Companies often think they can get away with cheating people out of small sums of money, or otherwise engaging in deceptive business practices, because the damages to each individual may not be worth suing for. But that doesn’t make it right – and that’s why we litigate these cases as class actions. The Wand Law Firm helps protect consumers against unfair business practices, including representing those who have been misled by a company’s claims about a product or service or whose privacy rights have been violated. These cases include claims for false advertising, privacy violations such as data breaches, unlawful recordings, and violations of the Telephone Consumer Protection Act, defective products, and other deceptive business practices. California has strong consumer protection laws that prohibit false advertising and unfair and deceptive business practices.
- California Unfair Competition Law (Cal. Bus. & Prof. Code §§ 17200 et seq.): provides for injunctive relief and restitution for unfair, unlawful, and fraudulent business practices
- California False Advertising Law (Cal. Bus. & Prof. Code § 17500 et seq.): prohibits dissemination of information about products or services that is untrue or misleading
- California Automatic Purchase Renewal Statute (Cal. Bus. & Prof. Code § 17600 et seq.): provides for restitution of revenue generated by unfair automatic renewal of services
- California Consumer Legal Remedies Act (Cal. Civil Code § 1781 et seq.): allows for damages, injunctive relief, restitution, and ancillary relief for consumers deceived by unfair and deceptive business practices
Here are some examples of unfair, deceptive, and fraudulent business practices:
A common form of false advertising involves deceptive or misleading product descriptions, particularly claims that a product has certain features or benefits that it does not, or that it is of a higher quality than it actually is. For instance, a business may:
- Use misleading terms, such as “organic,” “natural,” “light,” or “made in the USA” when they are not;
- Advertise false claims of scientific support or endorsement by scientific or medical authorities;
- Offer a guarantee or warranty for services that do not specify a remedy and then decline to provide any relief to consumers;
- Use misleading illustrations or photographs;
- Falsely claim that a product contains a certain ingredient, misrepresent the quantity of an ingredient, or falsely claim “clinically proven” health benefits; or
- Mislead consumers by using a different standard of measurement, such as by making a product seem larger or smaller than it actually is. Products might include packing material to make them appear larger or include filler to increase the weight.

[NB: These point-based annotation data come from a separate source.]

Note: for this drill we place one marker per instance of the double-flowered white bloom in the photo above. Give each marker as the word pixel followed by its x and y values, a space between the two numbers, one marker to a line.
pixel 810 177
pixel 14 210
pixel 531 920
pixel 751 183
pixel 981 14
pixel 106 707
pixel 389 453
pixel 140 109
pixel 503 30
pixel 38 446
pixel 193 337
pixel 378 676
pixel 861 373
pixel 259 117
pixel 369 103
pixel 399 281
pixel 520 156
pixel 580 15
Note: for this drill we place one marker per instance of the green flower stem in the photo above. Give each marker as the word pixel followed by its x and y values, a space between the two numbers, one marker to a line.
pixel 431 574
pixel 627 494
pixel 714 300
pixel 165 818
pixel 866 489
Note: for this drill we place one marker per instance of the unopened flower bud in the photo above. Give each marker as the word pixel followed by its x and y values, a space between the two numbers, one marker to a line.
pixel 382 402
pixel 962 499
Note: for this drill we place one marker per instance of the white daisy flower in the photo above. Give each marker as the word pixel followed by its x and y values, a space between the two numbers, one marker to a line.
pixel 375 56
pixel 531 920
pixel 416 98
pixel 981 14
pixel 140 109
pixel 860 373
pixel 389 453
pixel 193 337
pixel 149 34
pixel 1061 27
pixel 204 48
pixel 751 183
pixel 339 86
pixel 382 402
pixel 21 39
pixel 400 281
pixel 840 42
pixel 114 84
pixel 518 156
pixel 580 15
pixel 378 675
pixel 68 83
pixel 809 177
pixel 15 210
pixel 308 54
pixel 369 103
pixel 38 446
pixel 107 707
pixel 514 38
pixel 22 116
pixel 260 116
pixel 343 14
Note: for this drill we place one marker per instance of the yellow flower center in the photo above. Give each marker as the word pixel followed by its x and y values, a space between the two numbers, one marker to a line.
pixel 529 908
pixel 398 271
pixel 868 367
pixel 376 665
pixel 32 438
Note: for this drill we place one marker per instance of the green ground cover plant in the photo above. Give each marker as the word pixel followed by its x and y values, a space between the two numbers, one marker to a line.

A common false advertising scheme involves hidden fees or surcharges, which can cause the final price paid by a consumer to be substantially higher than the advertised price. The Federal Trade Commission (“FTC”) calls this practice “cramming.” This might occur with telecommunications companies, when the service provider hides additional, unauthorized charges on consumers’ bills. Airlines also have been the subject of complaints about hidden fees charged to passengers.
“Going out of business” sales may involve deceptive pricing practices, such as when a liquidator inflates prices while claiming that they have been marked down. Similarly, “perpetual sales” may involve deceptive pricing practices if the business continuously represents its products as being on sale, when really the products are being sold at regular prices.
Automatic Renewal of Services
California law prohibits businesses from automatically renewing services or purchases unless the automatic renewal is disclosed in a “clear and conspicuous” manner, which is defined as more conspicuous than surrounding text, and that such disclosure be before and in immediate proximity to the consumer signature or online purchase authorization button. Non-compliance may result in restitution of all the revenues collected as result of the automatic renewal.
Gift Card Laws
Federal laws generally prohibit gift cards from expiring sooner than five years from the date of issuance. Further, deduction fees cannot be imposed unless there has been at least one year of inactivity on the card, and there can only be one fee imposed per month.
California gift card laws provide even stronger protections. Importantly, the following laws only apply to gift certificates/cards that are redeemable at a single store. In other words, if the gift card can be used at different, unrelated stores, then the following protections likely do not apply.
California Civil Code § 1749.45 makes it unlawful for a business to sell a gift card that contains any of the following:
· An expiration date
· A service fee for inactivity on the card, unless very specific criteria are satisfied (including but not limited to, the remaining value of the gift card is $5 or less each time the fee is assessed, the fee does not exceed $1 per month, the card has been inactive for 24 consecutive months, and the holder may reload or add value to the gift card)
· Any gift certificate sold after January 1, 1997 is redeemable in cash for its cash value
· Any gift certificate with a cash value of less than $10 is redeemable in cash for its cash value
· A gift certificate sold without an expiration date is valid until redeemed or replaced
Food and Product Mislabeling
California laws prohibit companies from making false representations on the labels of food and consumer products. For instance, if is unlawful for a company to advertise that food products have certain characteristics or purported health benefits (e.g., all natural, organic, 100 percent, non-GMO, that the product comes from a certain region, etc.) that they do not. Similarly, it is unlawful for a company to make representations regarding qualities or standards of its consumer products (e.g., clothing made in the USA or that a vehicle achieves a specific gas mileage) when such representations are untrue.